Here's a very, very last minute pull request for qemu-4.1.  This fixes
two nasty bugs with the XIVE interrupt controller in "dual" mode
(where the guest decides which interrupt controller it wants to use).
One occurs when resetting the guest while I/O is active, and the other
with migration of hotplugged CPUs.

The timing here is very unfortunate.  Alas, we only spotted these bugs
very late, and I was sick last week, delaying analysis and fix even
further.

This series hasn't had nearly as much testing as I'd really like, but
I'd still like to squeeze it into qemu-4.1 if possible, since
definitely fixing two bad bugs seems like an acceptable tradeoff for
the risk of introducing different bugs.

----------------------------------------------------------------
Cédric Le Goater (1):
      spapr/xive: Fix migration of hot-plugged CPUs

David Gibson (1):
      spapr: Reset CAS & IRQ subsystem after devices

 hw/intc/spapr_xive_kvm.c | 19 +++++++++++++++++--
 hw/intc/xive.c           | 21 ++++++++++++++++++++-
 hw/ppc/spapr.c           | 24 ++++++++++++------------
 include/hw/ppc/xive.h    |  1 +
 4 files changed, 50 insertions(+), 15 deletions(-)

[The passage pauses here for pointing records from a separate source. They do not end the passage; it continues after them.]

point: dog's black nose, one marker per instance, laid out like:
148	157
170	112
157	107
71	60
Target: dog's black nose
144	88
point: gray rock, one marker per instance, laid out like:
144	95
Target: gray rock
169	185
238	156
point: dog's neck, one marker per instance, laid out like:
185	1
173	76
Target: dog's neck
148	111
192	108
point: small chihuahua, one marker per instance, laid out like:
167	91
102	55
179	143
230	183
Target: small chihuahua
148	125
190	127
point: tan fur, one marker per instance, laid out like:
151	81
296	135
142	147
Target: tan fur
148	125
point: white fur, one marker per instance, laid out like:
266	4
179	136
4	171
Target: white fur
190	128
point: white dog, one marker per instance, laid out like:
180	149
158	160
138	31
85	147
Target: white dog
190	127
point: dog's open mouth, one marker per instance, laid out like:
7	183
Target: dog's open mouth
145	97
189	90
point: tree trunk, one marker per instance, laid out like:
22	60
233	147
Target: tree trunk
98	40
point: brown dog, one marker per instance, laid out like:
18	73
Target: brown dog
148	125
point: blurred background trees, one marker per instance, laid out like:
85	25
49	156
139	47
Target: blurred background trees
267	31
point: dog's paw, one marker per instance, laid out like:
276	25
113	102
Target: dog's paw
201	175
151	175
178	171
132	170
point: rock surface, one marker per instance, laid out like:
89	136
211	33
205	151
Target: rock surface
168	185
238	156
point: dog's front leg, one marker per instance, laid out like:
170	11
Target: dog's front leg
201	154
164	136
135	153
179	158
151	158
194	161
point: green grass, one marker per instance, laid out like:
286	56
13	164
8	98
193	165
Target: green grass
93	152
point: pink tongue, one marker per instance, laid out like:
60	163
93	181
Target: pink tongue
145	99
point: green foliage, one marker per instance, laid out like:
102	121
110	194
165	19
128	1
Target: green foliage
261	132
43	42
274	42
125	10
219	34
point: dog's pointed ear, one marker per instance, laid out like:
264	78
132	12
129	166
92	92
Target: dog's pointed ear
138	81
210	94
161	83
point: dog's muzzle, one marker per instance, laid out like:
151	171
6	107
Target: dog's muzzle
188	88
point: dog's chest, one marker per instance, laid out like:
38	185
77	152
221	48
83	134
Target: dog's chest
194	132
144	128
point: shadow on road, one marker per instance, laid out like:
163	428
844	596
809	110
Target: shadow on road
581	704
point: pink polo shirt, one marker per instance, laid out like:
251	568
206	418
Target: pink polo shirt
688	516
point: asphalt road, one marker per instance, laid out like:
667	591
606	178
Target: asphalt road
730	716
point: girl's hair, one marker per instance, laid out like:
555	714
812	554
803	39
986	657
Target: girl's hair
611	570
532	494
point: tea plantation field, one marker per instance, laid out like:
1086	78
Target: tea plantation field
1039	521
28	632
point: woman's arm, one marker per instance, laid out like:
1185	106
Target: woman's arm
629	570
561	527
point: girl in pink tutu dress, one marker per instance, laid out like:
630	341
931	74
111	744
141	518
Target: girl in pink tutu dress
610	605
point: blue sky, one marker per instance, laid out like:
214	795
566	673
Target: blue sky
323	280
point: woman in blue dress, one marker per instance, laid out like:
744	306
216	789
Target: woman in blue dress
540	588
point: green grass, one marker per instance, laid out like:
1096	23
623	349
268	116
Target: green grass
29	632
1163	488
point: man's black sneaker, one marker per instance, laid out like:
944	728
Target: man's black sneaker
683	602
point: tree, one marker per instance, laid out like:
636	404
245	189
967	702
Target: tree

Re: [Qemu-devel] [PULL 0/2] ppc-for-4.1 queue 20190813

Posted by Peter Maydell 17 weeks ago
On Tue, 13 Aug 2019 at 07:59, David Gibson <david@gibson.dropbear.id.au> wrote:
>
> The following changes since commit 5e7bcdcfe69ce0fad66012b2cfb2035003c37eef:
>
>   display/bochs: fix pcie support (2019-08-12 16:36:41 +0100)
>
> are available in the Git repository at:
>
>   git://github.com/dgibson/qemu.git tags/ppc-for-4.1-20190813
>
> for you to fetch changes up to 310cda5b5e9df642b19a0e9c504368ffba3b3ab9:
>
>   spapr/xive: Fix migration of hot-plugged CPUs (2019-08-13 16:50:30 +1000)
>
> ----------------------------------------------------------------
> ppc patch queue 2019-08-13 (last minute qemu-4.1 fixes)
>
> Here's a very, very last minute pull request for qemu-4.1.  This fixes
> two nasty bugs with the XIVE interrupt controller in "dual" mode
> (where the guest decides which interrupt controller it wants to use).
> One occurs when resetting the guest while I/O is active, and the other
> with migration of hotplugged CPUs.
>
> The timing here is very unfortunate.  Alas, we only spotted these bugs
> very late, and I was sick last week, delaying analysis and fix even
> further.
>
> This series hasn't had nearly as much testing as I'd really like, but
> I'd still like to squeeze it into qemu-4.1 if possible, since
> definitely fixing two bad bugs seems like an acceptable tradeoff for
> the risk of introducing different bugs.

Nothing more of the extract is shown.